Harmony, the subject of Anne Taylor’s excellent book, founded first by the Württemberg religious reformer George Rapp, and purchased in 1825 by the most celebrated of the new utopians, Robert Owen, whose ‘Villages of Unity and Mutual Co-operation’, where inequality, private property and organised religion were to be banished for ever, were typical of the American Utopia. Their members had, as Kumar says, been convinced ‘that, if the world could but see a successful experiment, it would hasten to duplicate and reduplicate it – until whole nations were covered with such communities.’ But in common with nearly all the others – all those, that is, which, unlike the Hutterites and the Amish, were not held together by religious conviction – Harmony could not survive in isolation and could not resist the pressures of the unequal, property-owning, not to mention superstitious communities by which it was surrounded. In the end, America turned out to be America. The image of a rational, ideal community persists and distant echoes of it may still be heard in Presidential addresses. But no one entirely sane would claim that the United States is the instantiation of the dreams of the Rapps and Owens.

Kumar is right in saying that all utopias, whether they function as moral strategies or as practical projects, depend upon a belief in progress, and the capacity of human reason to radically improve the human condition. The experiences of the 20th century have, to all but the very hopeful, largely destroyed that illusion. Ricoeur still believes that in a world ‘blocked by systems which have failed but which cannot be beaten’, utopia is the social critic’s sole resource. He must certainly be right in suggesting that any future political theory will have to make an appeal to the moral imagination, far more powerfully than any of the current theories do. Our future legislators, as Richard Rorty has been saying, sometimes in the pages of this journal, may well be our novelists and our poets. But it is difficult to see what form their new utopia would take. Imaginary islands and mountain communities no longer have the power to move us as they did those for whom the world was not no limited in space. Utopia, and with it the notion of potential social engineering, has also lost out to an intensely individualistic view of social relations.

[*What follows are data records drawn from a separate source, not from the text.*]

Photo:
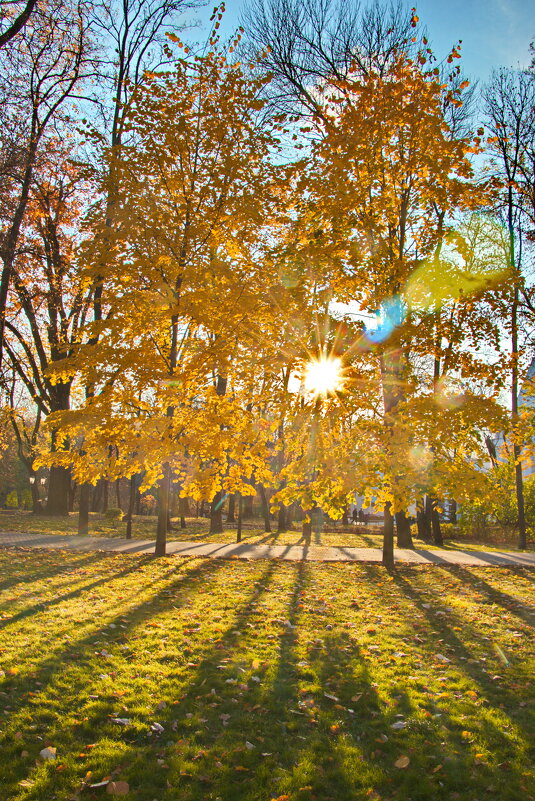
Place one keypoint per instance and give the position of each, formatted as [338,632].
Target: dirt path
[245,550]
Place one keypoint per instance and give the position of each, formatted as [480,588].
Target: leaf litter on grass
[308,680]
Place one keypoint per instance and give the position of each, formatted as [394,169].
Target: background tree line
[185,227]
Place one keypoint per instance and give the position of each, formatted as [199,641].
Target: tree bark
[435,523]
[183,510]
[231,517]
[216,513]
[248,509]
[83,509]
[265,508]
[388,538]
[307,526]
[132,487]
[403,530]
[163,513]
[37,506]
[59,484]
[424,531]
[240,517]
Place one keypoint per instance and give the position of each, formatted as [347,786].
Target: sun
[323,376]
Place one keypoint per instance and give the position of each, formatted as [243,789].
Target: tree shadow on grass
[503,599]
[262,637]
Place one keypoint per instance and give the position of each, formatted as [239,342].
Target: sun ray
[323,376]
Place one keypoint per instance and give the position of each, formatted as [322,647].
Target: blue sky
[495,33]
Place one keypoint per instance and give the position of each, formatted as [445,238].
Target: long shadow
[44,605]
[503,599]
[57,666]
[444,625]
[23,577]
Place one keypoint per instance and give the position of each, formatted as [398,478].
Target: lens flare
[323,376]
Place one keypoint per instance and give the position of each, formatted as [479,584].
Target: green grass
[197,530]
[270,680]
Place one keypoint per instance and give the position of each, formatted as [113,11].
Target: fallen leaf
[118,788]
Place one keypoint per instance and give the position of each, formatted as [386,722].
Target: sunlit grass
[305,681]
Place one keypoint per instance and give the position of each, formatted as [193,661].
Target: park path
[245,550]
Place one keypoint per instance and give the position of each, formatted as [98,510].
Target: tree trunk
[59,485]
[307,526]
[519,478]
[163,513]
[83,509]
[248,508]
[240,517]
[265,508]
[424,531]
[216,513]
[105,495]
[183,510]
[428,514]
[72,495]
[37,506]
[282,522]
[231,518]
[132,487]
[435,523]
[388,538]
[403,529]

It survives, when at all, largely in Robert Nozick’s conception (which Kumar seems to endorse) of a ‘framework for utopias, a place where people are at liberty to join together voluntarily to pursue and attempt to realise their own vision of the good life in the ideal community but where no one can impose his own utopian vision upon others’. With the disappearance of the community of goals, however, it is hard to see how this could be called a utopia at all. It is merely an empty space in which each can have what he or she wants.